Program WySPA — pomocna dłoń Fundacji NWPM
Jest to autorska i jedna z głównych inicjatyw Fundacji NWPM. Wdrożona została w 2021 r., a pełną parą ruszyła z początkiem 2022 r. Medykom udostępniamy dedykowaną platformę, na której znajdą oni:
- opracowane materiały na temat wypalenia zawodowego przedstawicieli zawodów medycznych;
- wskazówki, jak rozpoznać u siebie syndromy wypalenia, objawy depresji czy stresu pourazowego;
- jak sobie radzić z problemami;
- formy pomocy.
Jednak największą wartością programu WySPA jest dostarczanie realnej pomocy. Platforma jest w rzeczywistości łącznikiem pomiędzy medykami a lekarzami psychiatrami i psychologami. Za jej pomocą można umówić się na konsultacje w formie czatu, spotkania online lub rozmowy telefonicznej. Podany terminarz jest elastyczny i każdy, kto potrzebuje pomocy, z pewnością znajdzie przestrzeń dopasowaną do swoich możliwości.

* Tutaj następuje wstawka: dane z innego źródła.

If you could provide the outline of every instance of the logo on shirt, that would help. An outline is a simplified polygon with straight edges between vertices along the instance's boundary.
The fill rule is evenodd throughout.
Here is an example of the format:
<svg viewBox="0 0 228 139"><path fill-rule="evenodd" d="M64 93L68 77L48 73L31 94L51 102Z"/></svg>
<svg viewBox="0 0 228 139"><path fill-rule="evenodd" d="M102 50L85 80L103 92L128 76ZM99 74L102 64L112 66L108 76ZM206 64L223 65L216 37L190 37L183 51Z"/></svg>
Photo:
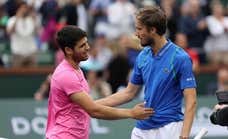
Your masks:
<svg viewBox="0 0 228 139"><path fill-rule="evenodd" d="M164 68L163 71L164 71L165 73L169 73L169 69L168 69L168 68Z"/></svg>
<svg viewBox="0 0 228 139"><path fill-rule="evenodd" d="M187 78L186 81L194 81L195 79L190 77L190 78Z"/></svg>

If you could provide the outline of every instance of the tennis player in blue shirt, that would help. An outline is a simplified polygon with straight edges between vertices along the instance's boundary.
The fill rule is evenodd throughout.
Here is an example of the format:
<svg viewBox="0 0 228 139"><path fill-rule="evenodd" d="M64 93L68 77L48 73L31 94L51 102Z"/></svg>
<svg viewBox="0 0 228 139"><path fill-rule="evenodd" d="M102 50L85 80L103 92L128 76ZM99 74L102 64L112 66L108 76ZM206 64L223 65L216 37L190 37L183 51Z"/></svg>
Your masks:
<svg viewBox="0 0 228 139"><path fill-rule="evenodd" d="M145 106L155 113L138 120L131 139L188 139L196 109L196 82L188 54L164 36L167 19L159 7L146 7L136 14L136 35L143 50L138 55L128 86L98 100L117 106L137 96L145 86ZM182 113L182 99L185 110Z"/></svg>

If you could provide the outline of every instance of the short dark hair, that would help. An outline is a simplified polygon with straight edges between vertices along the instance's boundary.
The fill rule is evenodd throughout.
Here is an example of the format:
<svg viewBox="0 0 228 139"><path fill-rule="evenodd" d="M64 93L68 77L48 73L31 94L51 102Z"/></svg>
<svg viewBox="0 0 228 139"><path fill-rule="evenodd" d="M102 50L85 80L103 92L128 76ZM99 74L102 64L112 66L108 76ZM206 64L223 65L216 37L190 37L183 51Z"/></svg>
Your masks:
<svg viewBox="0 0 228 139"><path fill-rule="evenodd" d="M58 33L56 37L56 41L59 44L59 47L64 51L65 47L74 48L78 41L82 38L87 37L87 34L82 29L68 25L63 27Z"/></svg>
<svg viewBox="0 0 228 139"><path fill-rule="evenodd" d="M166 32L167 19L165 12L158 6L148 6L139 9L136 19L149 30L152 27L157 29L159 35Z"/></svg>

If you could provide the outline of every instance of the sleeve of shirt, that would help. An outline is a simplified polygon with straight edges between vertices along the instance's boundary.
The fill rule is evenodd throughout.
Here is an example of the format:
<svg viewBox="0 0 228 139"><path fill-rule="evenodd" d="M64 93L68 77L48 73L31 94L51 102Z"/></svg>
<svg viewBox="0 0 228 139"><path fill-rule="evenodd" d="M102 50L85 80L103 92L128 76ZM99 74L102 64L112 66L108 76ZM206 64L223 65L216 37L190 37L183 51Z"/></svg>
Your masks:
<svg viewBox="0 0 228 139"><path fill-rule="evenodd" d="M130 82L133 84L141 85L143 84L141 69L139 68L140 59L137 57L133 71L131 73Z"/></svg>
<svg viewBox="0 0 228 139"><path fill-rule="evenodd" d="M63 91L66 92L68 96L73 93L84 91L79 76L80 75L77 75L74 71L66 71L59 80L59 84L62 86Z"/></svg>
<svg viewBox="0 0 228 139"><path fill-rule="evenodd" d="M196 80L192 71L192 61L190 57L185 56L180 64L180 86L181 89L196 88Z"/></svg>

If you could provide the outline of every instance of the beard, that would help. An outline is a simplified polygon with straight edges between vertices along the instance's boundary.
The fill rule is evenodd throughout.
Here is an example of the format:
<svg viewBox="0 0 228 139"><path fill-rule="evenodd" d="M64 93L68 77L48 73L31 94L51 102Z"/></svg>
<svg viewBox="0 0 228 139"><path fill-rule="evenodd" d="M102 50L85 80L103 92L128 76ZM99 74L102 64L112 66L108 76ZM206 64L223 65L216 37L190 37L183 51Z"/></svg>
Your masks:
<svg viewBox="0 0 228 139"><path fill-rule="evenodd" d="M153 38L145 38L145 41L141 41L142 47L146 46L153 46L154 45L154 39Z"/></svg>

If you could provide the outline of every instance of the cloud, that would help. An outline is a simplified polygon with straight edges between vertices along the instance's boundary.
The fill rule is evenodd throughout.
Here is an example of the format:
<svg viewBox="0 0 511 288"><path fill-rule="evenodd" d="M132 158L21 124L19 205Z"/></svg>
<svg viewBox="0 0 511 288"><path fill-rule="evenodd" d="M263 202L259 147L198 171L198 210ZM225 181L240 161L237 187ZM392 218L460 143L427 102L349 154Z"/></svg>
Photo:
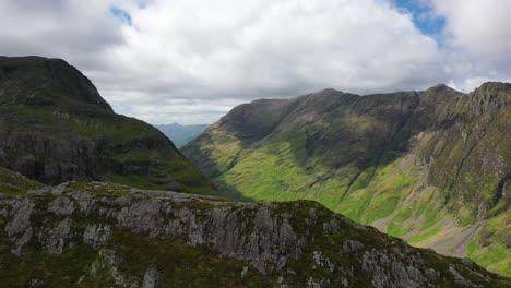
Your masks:
<svg viewBox="0 0 511 288"><path fill-rule="evenodd" d="M466 89L509 75L500 16L476 15L494 24L467 32L460 15L491 1L421 2L445 19L442 35L393 0L4 0L0 25L16 29L0 32L0 53L64 58L117 111L152 123L213 122L243 101L325 87ZM496 48L482 35L507 38Z"/></svg>
<svg viewBox="0 0 511 288"><path fill-rule="evenodd" d="M511 82L509 0L430 0L447 19L451 85L471 91L483 81Z"/></svg>

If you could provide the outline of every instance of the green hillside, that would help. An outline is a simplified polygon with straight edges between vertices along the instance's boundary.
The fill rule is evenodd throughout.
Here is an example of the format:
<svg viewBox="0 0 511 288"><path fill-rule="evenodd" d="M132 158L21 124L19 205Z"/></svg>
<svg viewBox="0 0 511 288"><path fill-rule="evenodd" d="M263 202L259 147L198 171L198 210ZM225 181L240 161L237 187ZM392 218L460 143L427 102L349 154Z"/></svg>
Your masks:
<svg viewBox="0 0 511 288"><path fill-rule="evenodd" d="M236 107L182 148L225 195L316 200L511 275L511 84Z"/></svg>
<svg viewBox="0 0 511 288"><path fill-rule="evenodd" d="M47 184L103 180L214 193L164 134L116 115L60 59L0 57L0 167Z"/></svg>
<svg viewBox="0 0 511 288"><path fill-rule="evenodd" d="M1 287L511 287L313 202L0 181Z"/></svg>

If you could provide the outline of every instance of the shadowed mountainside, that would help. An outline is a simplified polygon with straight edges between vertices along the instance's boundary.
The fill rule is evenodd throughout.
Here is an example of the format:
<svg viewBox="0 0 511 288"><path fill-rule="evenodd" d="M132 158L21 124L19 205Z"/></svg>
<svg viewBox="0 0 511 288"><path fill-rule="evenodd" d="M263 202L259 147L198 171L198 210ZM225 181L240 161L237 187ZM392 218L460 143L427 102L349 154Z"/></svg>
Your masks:
<svg viewBox="0 0 511 288"><path fill-rule="evenodd" d="M225 195L316 200L511 275L511 84L325 89L233 109L181 151Z"/></svg>
<svg viewBox="0 0 511 288"><path fill-rule="evenodd" d="M0 167L47 184L102 180L213 193L157 129L116 115L60 59L0 57Z"/></svg>

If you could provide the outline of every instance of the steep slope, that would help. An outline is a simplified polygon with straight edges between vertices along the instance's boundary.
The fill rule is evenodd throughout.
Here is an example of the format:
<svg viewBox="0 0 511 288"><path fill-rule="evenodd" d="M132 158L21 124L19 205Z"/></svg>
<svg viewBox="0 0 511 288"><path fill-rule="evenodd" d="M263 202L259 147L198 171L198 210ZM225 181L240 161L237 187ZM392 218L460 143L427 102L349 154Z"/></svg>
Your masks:
<svg viewBox="0 0 511 288"><path fill-rule="evenodd" d="M212 193L165 135L116 115L88 79L59 59L0 57L0 167L47 184L104 180Z"/></svg>
<svg viewBox="0 0 511 288"><path fill-rule="evenodd" d="M312 202L0 177L2 287L511 287Z"/></svg>
<svg viewBox="0 0 511 288"><path fill-rule="evenodd" d="M207 124L181 125L179 123L156 125L178 148L197 139L207 127Z"/></svg>
<svg viewBox="0 0 511 288"><path fill-rule="evenodd" d="M510 101L503 83L468 95L325 89L239 106L182 152L230 197L317 200L511 275Z"/></svg>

Jest to pomocna dłoń wyciągnięta w kierunku tych, którzy na co dzień niosą ją innym.
Program WySPA zyskał już uznanie na arenie krajowej i międzynarodowej.
Dołącza do niego coraz więcej świadomych pracodawców. W listopadzie 2022 r. nawiązaliśmy współpracę z firmą FALCK, która jest największym dostawcą usług transportu medycznego w Polsce. W tym roku natomiast rozpoczęliśmy partnerstwo z Doctor.One, który świadczy nowoczesną formę usług medycznych lekarzy pierwszego kontaktu i specjalistów.
Wierzymy, że to dopiero początek. Świadomość pracodawców i managerów instytucji publicznych rośnie. Tymczasem to zrozumienie jest podstawą do wdrożenia odpowiednich działań, które realnie poprawią stan przedstawicieli służb medycznych. To konieczne dla ich i dla naszego (pacjentów) zdrowia.